Immunotherapies: Immunotherapies are among the promising treatment options, especially in advanced or metastatic thyroid cancer. These treatments are designed to make the immune system more effective against cancer cells. PD-1 inhibitors such as pembrolizumab are in this group.

Each treatment option is personalized based on the type of cancer, the patient's overall health, previous responses to treatment, and other factors. Treatment planning should be done by a multidisciplinary team, taking into account the patient's needs and the potential benefits and risks of treatment.

HOW SHOULD FOLLOW-UP BE CARRIED OUT AFTER RECOVERY?
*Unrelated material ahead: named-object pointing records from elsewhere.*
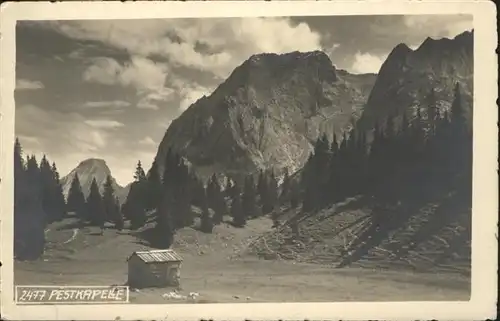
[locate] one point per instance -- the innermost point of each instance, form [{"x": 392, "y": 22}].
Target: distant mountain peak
[
  {"x": 93, "y": 162},
  {"x": 89, "y": 169},
  {"x": 266, "y": 114},
  {"x": 433, "y": 44},
  {"x": 407, "y": 76}
]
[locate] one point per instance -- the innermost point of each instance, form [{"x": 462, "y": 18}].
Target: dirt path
[{"x": 75, "y": 234}]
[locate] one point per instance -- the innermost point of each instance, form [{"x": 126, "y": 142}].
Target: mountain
[
  {"x": 267, "y": 114},
  {"x": 407, "y": 76},
  {"x": 89, "y": 169}
]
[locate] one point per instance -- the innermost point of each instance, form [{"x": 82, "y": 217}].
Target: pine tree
[
  {"x": 183, "y": 196},
  {"x": 294, "y": 195},
  {"x": 76, "y": 199},
  {"x": 95, "y": 206},
  {"x": 165, "y": 228},
  {"x": 19, "y": 171},
  {"x": 216, "y": 200},
  {"x": 206, "y": 224},
  {"x": 433, "y": 114},
  {"x": 263, "y": 192},
  {"x": 59, "y": 201},
  {"x": 139, "y": 174},
  {"x": 119, "y": 224},
  {"x": 249, "y": 198},
  {"x": 285, "y": 187},
  {"x": 109, "y": 202},
  {"x": 133, "y": 208},
  {"x": 47, "y": 189},
  {"x": 239, "y": 219},
  {"x": 33, "y": 173},
  {"x": 154, "y": 187},
  {"x": 273, "y": 190},
  {"x": 458, "y": 113}
]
Follow-up after recovery from thyroid cancer is critical to detect early disease recurrence and monitor long-term health status. Follow-up usually begins with regular adjustments of thyroid hormone replacement therapy and thyroid function tests. These tests monitor Thyroid Stimulating Hormone (TSH) and thyroxine (T4) levels. Additionally, regular physical examinations and neck ultrasonography are performed to detect any abnormalities or a reoccurring mass in the neck area. In some cases, especially in high-risk patients, further imaging tests such as a whole-body radioactive iodine scan or PET/CT scan may be required at regular intervals. It is also recommended to monitor calcitonin and carcinoembryonic antigen (CEA) levels for patients with medullary thyroid cancer. Patients themselves should also report any new symptoms or changes to their doctors. This follow-up plan should be individualized on a patient-by-patient basis and adjusted according to the patient's age, stage of cancer, and type of treatment. More frequent follow-up is recommended, especially during the first five years, because the risk of recurrence is higher during this time.